There's a growing sense that it's the best that could be expected, that all major "revolutionary" legislation began in a limited, inadequate form, and that what it does is better than things as they are. And there's the beginning of admission that it's an historic achievement for the Obama administration. As Andrew Sullivan
wrote, "It was as grueling a victory as the one in the primaries, and took even longer. But it was a victory, a substantive, enduring legislative victory the like of which no president has achieved since Reagan." In the context of the ongoing madness in the U.S. Senate on health care, several more voices have joined
mine and Ezra Klein's in asserting that the current misuse of the
filibuster as demanding a super-majority for any substantive bill is the prime suspect in a government that can't quite govern: The Nation's Chris Hayes said so on
MSNBC, and
Paul Krugman concludes that
"the U.S. government as a whole — has become ominously dysfunctional."But what does all this mean for "this fateful moment" in the shape of things to come? It's more than a truism to say, only time will tell. It's a reminder that quite a lot is unpredictable. But from this perspective, it is ominous. The basic fact is that neither the need for a decent health care system in the U.S. and a concerted effort to address the Climate Crisis by the entire world could overcome the power of other political and economic interests.
While there is plenty of responsibility to go around, the usual suspects of the huge financial and economic interests--the multinationals and their banks, the big fossil fuel and insurance conglomerates--have been busy in the shadows, pulling silent strings.

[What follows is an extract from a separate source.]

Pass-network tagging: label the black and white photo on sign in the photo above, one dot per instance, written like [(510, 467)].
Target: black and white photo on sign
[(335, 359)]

Those interests mightily influence U.S. politics, and since I know this landscape better, this is where I see the most disgusting and disquieting evidence. It's true on the Climate Crisis as well as health care--for the lack of congressional action on carbon limited what President Obama could promise or persuade in Copenhagen.
This is despite what I believe is much stronger public support for universal health care and for action on the Climate Crisis. Polls suggest this as well, including a
new one on the Climate Crisis, in which 65% favored regulating carbon emissions.
So at this moment, the conclusion on both issues suggest important beginnings, but containing flaws that may turn out to be fatal. The health care bill may not control costs or lower premiums enough, may impose an unpopular and perhaps
unconstitutional "individual mandate" to buy products from private insurance, and may be phased in so gradually that it remains vulnerable to political destruction before it takes full effect. The Copenhagen agreement may not lead to real agreements to act, and may signal that national governments won't act quickly enough or sufficiently to either blunt the effects of the Climate Crisis in the near future, and especially stop the worst from happening later on.
I agree with those who say that even if he had done some things differently, President Obama could not have altered either outcome for the better. And I'm not going to waste my energy on political posturing. I have no editors to please or ideological banner to wave from my masthead. I have no producers to please by being outrageous.
As far as what we do to make a better future using the instruments of politics as well as of science, business and law: this is where we are. Both the health care bill (assuming that something like this becomes law) and the Copenhagen agreement do reverse the recent and seemingly unstoppable official refusal by the U.S. government to recognize and confront these fateful issues.
Most of these efforts will be conducted by people younger than me. To them I
reiterate that hope is not what you feel but what you do.